Optics experts at the University of Rennes have examined a white stone found in 2002 during an undersea archaeological investigation. The stone lay amidst the shipwreck for over 400 years, where seawater and sand had roughened its surface and clouded over its light refraction properties.
The English ship sank off the Channel Island of Alderney in the late sixteenth century; documentary evidence suggests a date of 1592, according to the Alderney Maritime Trust.
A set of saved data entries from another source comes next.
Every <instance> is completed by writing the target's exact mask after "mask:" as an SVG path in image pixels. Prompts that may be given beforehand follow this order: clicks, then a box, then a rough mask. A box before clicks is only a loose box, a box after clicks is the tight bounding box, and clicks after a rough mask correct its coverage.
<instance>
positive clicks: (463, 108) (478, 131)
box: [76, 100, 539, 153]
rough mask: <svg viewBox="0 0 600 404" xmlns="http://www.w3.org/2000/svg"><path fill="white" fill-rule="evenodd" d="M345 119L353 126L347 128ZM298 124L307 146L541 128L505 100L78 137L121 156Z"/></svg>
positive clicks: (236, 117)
Viking Sunstone Not a Myth: A Real Navigational Tool
Two factors that marked the stone down as a possible navigation tool were its proximity to a set of navigator’s dividers, and that the angles of the stone’s sides are not right angles, being circa 102º or 78º, rendering its shape rhombohedral. This is typical of spar calcite from Iceland, and speculation began that this could be a sunstone, in Icelandic ‘sólarsteinn’ – long believed to have been a key to Viking navigation, yet never before identified in shipboard archaeological contexts.
“Although crystals used as sun optical compass are mentioned in the saga of Saint Olaf relating to the Viking navigation around the tenth century, no Viking sunstones had yet been discovered, and particularly, none in any way connected with an actual ship.” Le Floch et al say in their 2013 report in the Proceedings of the Royal Society on testing a calcite as an efficient reference optical compass.
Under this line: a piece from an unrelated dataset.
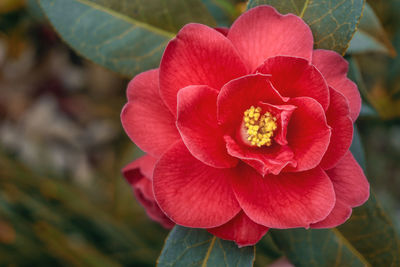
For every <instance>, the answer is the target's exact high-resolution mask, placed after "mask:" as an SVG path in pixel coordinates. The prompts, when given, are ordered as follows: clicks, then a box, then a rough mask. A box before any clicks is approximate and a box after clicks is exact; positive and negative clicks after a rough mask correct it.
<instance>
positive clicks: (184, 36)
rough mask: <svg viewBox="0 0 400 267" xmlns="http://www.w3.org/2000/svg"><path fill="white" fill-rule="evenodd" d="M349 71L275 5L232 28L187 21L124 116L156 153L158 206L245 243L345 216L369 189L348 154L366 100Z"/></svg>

The main information about Viking use of the sólarsteinn is scattered through their fables and oral histories, known as sagas, which contain many details of their voyages in the Baltic, conquering northern Europe, and crossing the North Atlantic to North America.
Viking Sagas as Historical Evidence
Sagas were both the entertainment stories and the oral histories of the pre-literate norsemen who originated largely in Denmark and Norway. These poetic stories became written once the culture absorbed Latinate literacy, after their religious conversion to Christianity. Because the texts were written down centuries after the individuals and incidents in them occurred, their historical and scientific accuracy has been treated as unreliable.
Navigation experts such as Leif Karlsen researched the folklore thoroughly, and tested methods suggested in the sagas by applying professional experience. Karlsen’s book, Secrets of the Viking Navigators, was almost ready for press when the Alderney sunstone was found, and he was able to incorporate photographs and diagrams of it.
In the book, Karlsen reports his own experiments testing Viking navigation devices in the light of his forty year career as a ship’s officer. La Floch and other academics have conducted similar tests since the 2002 find.